I dig also the overall shape and look, even if the scale would be a bit too much for me


----------



## Zepp88 (Nov 22, 2007)

That's quite an interesting bridge design. 

And clear qtuners! This bass will have a really unique look!


----------



## Desecrated (Nov 22, 2007)

Universalis said:


> Wow. The bridge solution is really cool, looks technically smart and aestethically uncommon. I like it!
> 
> I dig also the overall shape and look, even if the scale would be a bit much for me



I tried a 35 inch bass, and you know what, It doesn't fell that bad, I have 32" bass in normal cases but the 35" felt pretty normal after a couple of minutes, It's still a bass so you kinda expect it to be big anyway


----------



## Apophis (Nov 22, 2007)

Looks very nice, bridge system is cool also.


----------



## Desecrated (Nov 22, 2007)

Apophis said:


> Looks very nice, bridge system is cool also.



In your professional opinion, is that really going to hold ? I'm assuming that this bass is going to get some heavy strings on it.


----------



## Apophis (Nov 22, 2007)

It will be ok even without that metal plate inside  But make that way it can hold everything  There are two screws I think, so this kind of "stopbar" can stand enormous amount of tension. In my opinion it's beter than top mounted bridges without strings thru body.

Carl Thompson Custom, Hand-Crafted Instruments
Check there. This guy makes all wood bridges for his guitars and basses without problems


----------



## Desecrated (Nov 22, 2007)

Apophis said:


> It will be ok even without that metal plate inside  But make that way it can hold everything  There are two screws I think, so this kind of "stopbar" can stand enormous amount of tension. In my opinion it's beter than top mounted bridges without strings thru body.
> 
> Carl Thompson Custom, Hand-Crafted Instruments
> Check there. This guy makes all wood bridges for his guitars and basses without problems



"-29-06
New!! Life Beyond the Third Fret - a DVD video series about the journey of Carl Thompson's life making music and of course making instruments..."

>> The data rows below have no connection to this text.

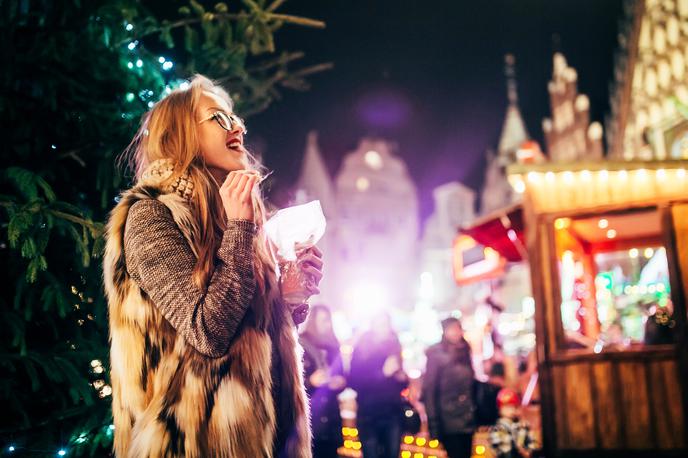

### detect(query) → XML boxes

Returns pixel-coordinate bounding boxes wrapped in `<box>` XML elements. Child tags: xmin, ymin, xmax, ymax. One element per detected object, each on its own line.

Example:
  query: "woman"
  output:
<box><xmin>349</xmin><ymin>314</ymin><xmax>408</xmax><ymax>458</ymax></box>
<box><xmin>104</xmin><ymin>76</ymin><xmax>322</xmax><ymax>458</ymax></box>
<box><xmin>299</xmin><ymin>305</ymin><xmax>346</xmax><ymax>458</ymax></box>
<box><xmin>422</xmin><ymin>318</ymin><xmax>476</xmax><ymax>458</ymax></box>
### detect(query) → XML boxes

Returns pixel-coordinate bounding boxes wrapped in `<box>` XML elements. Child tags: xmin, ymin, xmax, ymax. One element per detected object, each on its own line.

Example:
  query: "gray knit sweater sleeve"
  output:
<box><xmin>124</xmin><ymin>200</ymin><xmax>256</xmax><ymax>357</ymax></box>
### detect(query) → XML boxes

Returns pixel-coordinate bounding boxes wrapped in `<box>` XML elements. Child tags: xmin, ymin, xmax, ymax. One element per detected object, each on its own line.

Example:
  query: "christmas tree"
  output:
<box><xmin>0</xmin><ymin>0</ymin><xmax>327</xmax><ymax>456</ymax></box>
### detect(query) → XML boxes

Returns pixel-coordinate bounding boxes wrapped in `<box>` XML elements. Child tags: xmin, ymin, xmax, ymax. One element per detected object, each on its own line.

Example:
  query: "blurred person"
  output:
<box><xmin>349</xmin><ymin>313</ymin><xmax>408</xmax><ymax>458</ymax></box>
<box><xmin>422</xmin><ymin>317</ymin><xmax>477</xmax><ymax>458</ymax></box>
<box><xmin>103</xmin><ymin>76</ymin><xmax>322</xmax><ymax>458</ymax></box>
<box><xmin>299</xmin><ymin>305</ymin><xmax>346</xmax><ymax>458</ymax></box>
<box><xmin>490</xmin><ymin>388</ymin><xmax>535</xmax><ymax>458</ymax></box>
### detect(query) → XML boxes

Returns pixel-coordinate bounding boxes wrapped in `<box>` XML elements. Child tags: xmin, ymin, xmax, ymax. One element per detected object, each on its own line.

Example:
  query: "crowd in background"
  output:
<box><xmin>300</xmin><ymin>305</ymin><xmax>534</xmax><ymax>458</ymax></box>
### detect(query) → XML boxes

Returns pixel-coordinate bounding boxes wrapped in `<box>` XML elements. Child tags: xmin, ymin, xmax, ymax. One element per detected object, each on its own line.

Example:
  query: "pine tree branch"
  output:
<box><xmin>116</xmin><ymin>12</ymin><xmax>325</xmax><ymax>46</ymax></box>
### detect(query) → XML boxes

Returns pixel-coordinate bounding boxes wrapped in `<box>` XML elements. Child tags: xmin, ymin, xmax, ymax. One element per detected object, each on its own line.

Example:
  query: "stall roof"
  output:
<box><xmin>459</xmin><ymin>203</ymin><xmax>527</xmax><ymax>262</ymax></box>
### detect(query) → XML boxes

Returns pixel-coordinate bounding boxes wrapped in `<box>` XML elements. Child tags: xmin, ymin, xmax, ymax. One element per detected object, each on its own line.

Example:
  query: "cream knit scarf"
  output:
<box><xmin>138</xmin><ymin>159</ymin><xmax>194</xmax><ymax>200</ymax></box>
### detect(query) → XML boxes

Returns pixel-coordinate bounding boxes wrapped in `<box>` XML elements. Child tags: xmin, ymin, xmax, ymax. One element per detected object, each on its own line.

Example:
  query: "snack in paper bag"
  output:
<box><xmin>265</xmin><ymin>200</ymin><xmax>327</xmax><ymax>261</ymax></box>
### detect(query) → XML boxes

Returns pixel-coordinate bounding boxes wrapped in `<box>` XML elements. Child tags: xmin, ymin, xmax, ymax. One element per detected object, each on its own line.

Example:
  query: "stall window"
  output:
<box><xmin>554</xmin><ymin>209</ymin><xmax>675</xmax><ymax>353</ymax></box>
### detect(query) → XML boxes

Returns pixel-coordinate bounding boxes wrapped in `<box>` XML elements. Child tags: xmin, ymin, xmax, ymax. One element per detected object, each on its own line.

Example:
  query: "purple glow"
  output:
<box><xmin>356</xmin><ymin>89</ymin><xmax>411</xmax><ymax>128</ymax></box>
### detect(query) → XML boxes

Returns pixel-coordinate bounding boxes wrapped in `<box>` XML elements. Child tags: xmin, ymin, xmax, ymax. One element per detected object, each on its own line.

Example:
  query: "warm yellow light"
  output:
<box><xmin>554</xmin><ymin>218</ymin><xmax>571</xmax><ymax>230</ymax></box>
<box><xmin>514</xmin><ymin>178</ymin><xmax>526</xmax><ymax>194</ymax></box>
<box><xmin>356</xmin><ymin>177</ymin><xmax>370</xmax><ymax>192</ymax></box>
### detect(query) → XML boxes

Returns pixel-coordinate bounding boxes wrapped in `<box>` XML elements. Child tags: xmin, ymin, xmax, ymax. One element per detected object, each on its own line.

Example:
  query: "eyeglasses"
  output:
<box><xmin>198</xmin><ymin>111</ymin><xmax>246</xmax><ymax>134</ymax></box>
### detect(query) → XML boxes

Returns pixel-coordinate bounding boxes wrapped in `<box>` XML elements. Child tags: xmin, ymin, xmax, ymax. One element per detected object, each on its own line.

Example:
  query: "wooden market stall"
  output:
<box><xmin>508</xmin><ymin>160</ymin><xmax>688</xmax><ymax>457</ymax></box>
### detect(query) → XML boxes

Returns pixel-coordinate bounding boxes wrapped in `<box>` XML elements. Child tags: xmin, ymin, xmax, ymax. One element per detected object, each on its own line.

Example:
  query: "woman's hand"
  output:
<box><xmin>280</xmin><ymin>247</ymin><xmax>323</xmax><ymax>305</ymax></box>
<box><xmin>220</xmin><ymin>170</ymin><xmax>258</xmax><ymax>221</ymax></box>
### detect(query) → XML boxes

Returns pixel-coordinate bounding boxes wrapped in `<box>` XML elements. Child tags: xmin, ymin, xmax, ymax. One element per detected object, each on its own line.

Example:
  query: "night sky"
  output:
<box><xmin>247</xmin><ymin>0</ymin><xmax>622</xmax><ymax>222</ymax></box>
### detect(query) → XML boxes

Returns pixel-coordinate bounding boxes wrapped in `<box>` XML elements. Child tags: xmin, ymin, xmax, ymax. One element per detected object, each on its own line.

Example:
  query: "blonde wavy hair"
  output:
<box><xmin>122</xmin><ymin>75</ymin><xmax>275</xmax><ymax>314</ymax></box>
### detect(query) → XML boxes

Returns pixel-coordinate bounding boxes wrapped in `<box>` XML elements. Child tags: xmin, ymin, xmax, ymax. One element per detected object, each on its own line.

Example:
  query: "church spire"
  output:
<box><xmin>497</xmin><ymin>54</ymin><xmax>529</xmax><ymax>157</ymax></box>
<box><xmin>296</xmin><ymin>131</ymin><xmax>335</xmax><ymax>215</ymax></box>
<box><xmin>504</xmin><ymin>54</ymin><xmax>518</xmax><ymax>105</ymax></box>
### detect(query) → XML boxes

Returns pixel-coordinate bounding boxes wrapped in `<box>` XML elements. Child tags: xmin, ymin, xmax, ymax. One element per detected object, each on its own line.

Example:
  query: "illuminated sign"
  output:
<box><xmin>454</xmin><ymin>235</ymin><xmax>506</xmax><ymax>285</ymax></box>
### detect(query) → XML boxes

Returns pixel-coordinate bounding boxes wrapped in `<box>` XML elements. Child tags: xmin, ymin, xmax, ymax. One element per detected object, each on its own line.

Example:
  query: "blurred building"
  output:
<box><xmin>480</xmin><ymin>54</ymin><xmax>529</xmax><ymax>215</ymax></box>
<box><xmin>420</xmin><ymin>181</ymin><xmax>476</xmax><ymax>313</ymax></box>
<box><xmin>542</xmin><ymin>53</ymin><xmax>603</xmax><ymax>162</ymax></box>
<box><xmin>296</xmin><ymin>133</ymin><xmax>419</xmax><ymax>322</ymax></box>
<box><xmin>607</xmin><ymin>0</ymin><xmax>688</xmax><ymax>160</ymax></box>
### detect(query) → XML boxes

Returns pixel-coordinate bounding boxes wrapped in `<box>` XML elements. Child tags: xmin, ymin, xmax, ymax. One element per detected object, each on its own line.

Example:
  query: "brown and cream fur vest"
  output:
<box><xmin>104</xmin><ymin>174</ymin><xmax>311</xmax><ymax>458</ymax></box>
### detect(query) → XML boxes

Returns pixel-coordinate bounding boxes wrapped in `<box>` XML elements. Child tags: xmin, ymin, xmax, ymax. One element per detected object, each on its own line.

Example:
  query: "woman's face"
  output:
<box><xmin>196</xmin><ymin>92</ymin><xmax>247</xmax><ymax>172</ymax></box>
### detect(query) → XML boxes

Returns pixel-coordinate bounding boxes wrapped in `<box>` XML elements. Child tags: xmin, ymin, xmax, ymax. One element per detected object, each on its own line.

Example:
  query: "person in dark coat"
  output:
<box><xmin>422</xmin><ymin>318</ymin><xmax>476</xmax><ymax>458</ymax></box>
<box><xmin>349</xmin><ymin>314</ymin><xmax>408</xmax><ymax>458</ymax></box>
<box><xmin>299</xmin><ymin>305</ymin><xmax>346</xmax><ymax>458</ymax></box>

ooOOOOOOOOOOOOooo, I need that one.


----------



## darren (Nov 22, 2007)

Wow... those are some sweet-looking basses. And 36" scale? Those are going to be monstrous!


----------



## JJ Rodriguez (Nov 22, 2007)

That bass will be the size of Noodles.


----------



## Loserchief (Nov 22, 2007)

What's so special about 36"? I mean 34" is regular scale and my own bass is 35.5". Looks cool but i don't think those two extra inches will do that much for playability


----------



## ibznorange (Nov 22, 2007)

youd think, but standard baritone scale for most companies on a guitar is 27 inches, and most guitars are 25.5 or 24.75


----------



## TomAwesome (Nov 22, 2007)

Neat! I really like that, and I agree that what's going on at the bridge looks pretty cool.


----------



## ibznorange (Nov 22, 2007)

i dont care for the body too much looking at it, but i agree. that bridge is badass!
ive heard qtuner bass pickups are rockin too, unlike what i hear of their guitar pups


----------



## Loserchief (Nov 23, 2007)

ibznorange said:


> youd think, but standard baritone scale for most companies on a guitar is 27 inches, and most guitars are 25.5 or 24.75



Yeah,but that's supposed to be a bass so 36" won't be really monstrous in comparison to other basses. But it's definitely gonna be sexy


----------